Fundamentally, CSCO looks solid. Cisco has a forward P/E of 10.20. Cisco's quarter-over-quarter EPS and sales growth rates are 46% and 5%, respectively. Cisco's net profit margin has increased to 19.72%. Cisco has a dividend with a yield of 2.60%. The company is trading at 13 times free cash flow.
Technically, Cisco has been performing well. The coveted golden cross has been achieved. The stock is currently consolidating at the 50-day sma.
The proliferation of smartphones and other mobile devices should be a major profit driver for the company. Cisco predicts mobile data traffic will post a 66% CAGR from 2012 to 2017. Cisco is a long-term buy here.
Ford Motor Co.
Ford is up 2.33% year to date. The company is trading 6% below its 52-week high and has 14% upside based on the analysts' mean target price of $15.14 for the company. Ford was trading Wednesday for $13.35, up over 1% for the day.
Fundamentally, Ford has several positives. The company has a forward P/E of 7.88. Ford is trading for 18 times free cash flow and approximately 3 times book value. EPS next year is expected to rise by approximately 20%. The company pays a dividend with a yield of 3.04% and has a PEG ratio of 0.88 and a net profit margin of 13.36%.
Technically, Ford is currently in a well-defined uptrend. The stock has been in a solid uptrend since the last quarter. The stock achieved the coveted golden cross where the 50-day sma crosses above the 200-day sma. The stock just successfully tested support at the bottom of the uptrend channel.
Ford's issues are in Europe. Nevertheless, they have been working on right sizing European operations for the last few quarters. The probabilities of a rebound in the US housing market coupled with the fact that cars on the road are about 11 years should provide a significant catalyst for the stock. In my last missive regarding the stock I stated to wait for confirmation of support. This has occurred. I like the stock here.
General Electric Company (NYSE:GE)
GE is up 12.01% year to date. The company is trading 2% below its 52-week high and has 7% potential upside based on the consensus mean target price of $25.07 for the company. GE was trading Wednesday at $23.39, up slightly for the day.
Fundamentally, GE looks undervalued. GE's forward P/E is 12.61. GE's quarter-over-quarter EPS and sales growth rates are 10% and 4%, respectively. GE's net profit margin is 10.11%. GE has a dividend with a yield of 3.26%.
Technically, GE has been in an uptrend since bouncing off a low of $18 in June. Recently, the stock has broken out to the upside after testing the 200-day sma twice in the last quarter. Currently the stock is consolidating just above the 20-day sma.

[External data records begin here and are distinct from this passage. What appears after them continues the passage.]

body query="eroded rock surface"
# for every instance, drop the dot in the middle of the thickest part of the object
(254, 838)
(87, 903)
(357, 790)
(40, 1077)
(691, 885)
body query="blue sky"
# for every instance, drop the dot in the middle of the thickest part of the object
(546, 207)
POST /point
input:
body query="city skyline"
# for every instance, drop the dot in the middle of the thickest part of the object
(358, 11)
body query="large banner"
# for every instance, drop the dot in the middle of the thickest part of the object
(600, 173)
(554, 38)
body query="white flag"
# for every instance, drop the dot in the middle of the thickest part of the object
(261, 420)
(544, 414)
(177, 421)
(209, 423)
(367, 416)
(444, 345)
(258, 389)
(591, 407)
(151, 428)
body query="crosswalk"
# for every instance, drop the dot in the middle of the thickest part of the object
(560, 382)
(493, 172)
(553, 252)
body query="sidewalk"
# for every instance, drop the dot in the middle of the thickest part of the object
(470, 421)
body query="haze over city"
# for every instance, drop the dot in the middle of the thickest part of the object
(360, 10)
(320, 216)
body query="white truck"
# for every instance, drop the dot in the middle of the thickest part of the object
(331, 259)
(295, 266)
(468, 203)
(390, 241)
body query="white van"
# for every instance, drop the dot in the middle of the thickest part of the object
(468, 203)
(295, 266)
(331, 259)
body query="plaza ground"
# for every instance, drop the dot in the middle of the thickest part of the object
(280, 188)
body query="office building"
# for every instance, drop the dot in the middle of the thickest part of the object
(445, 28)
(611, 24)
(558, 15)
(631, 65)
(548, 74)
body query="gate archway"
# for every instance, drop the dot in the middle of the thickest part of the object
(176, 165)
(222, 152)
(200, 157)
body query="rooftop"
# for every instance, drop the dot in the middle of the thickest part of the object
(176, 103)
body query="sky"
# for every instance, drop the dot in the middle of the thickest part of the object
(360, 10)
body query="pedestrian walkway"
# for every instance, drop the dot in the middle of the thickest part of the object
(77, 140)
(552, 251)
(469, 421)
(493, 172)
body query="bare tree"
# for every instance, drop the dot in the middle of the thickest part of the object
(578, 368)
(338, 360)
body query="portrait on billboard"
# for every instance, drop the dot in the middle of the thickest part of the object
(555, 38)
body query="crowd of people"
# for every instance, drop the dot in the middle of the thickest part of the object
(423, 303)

GE looks poised to take advantage of an upturn in growth in the emerging markets. GE raised its authorized stock buyback to $35 billion and plans to buy back $10 billion worth of shares in 2013. I like the stock here, yet would definitely layer into any position.
The Bottom Line
I posit these stocks present excellent buying opportunities. Nonetheless, markets incessantly gyrate, the only constant is the fact that they always go up over the long haul. Look to buy on dips. These are long-term investments. The risk reward ratio for a long position in these stocks is currently favorable. There will be more volatility in the market going forward though. Remember, we are sitting at five-year highs.
If you choose to start a position in any stock, I suggest layering in a quarter at a time at a minimum to reduce risk and always have a well-balanced diversified portfolio. Furthermore, this is only a starting point for your own due diligence. Never forget, you need to determine for yourself if these dogs can hunt.
Additional disclosure: This is not an endorsement to buy or sell securities. Investing in securities carries with it very high risks. The information contained within this article is for informational purposes only and is subject to change at any time. Do your own due diligence and consult with a licensed professional before making any investment.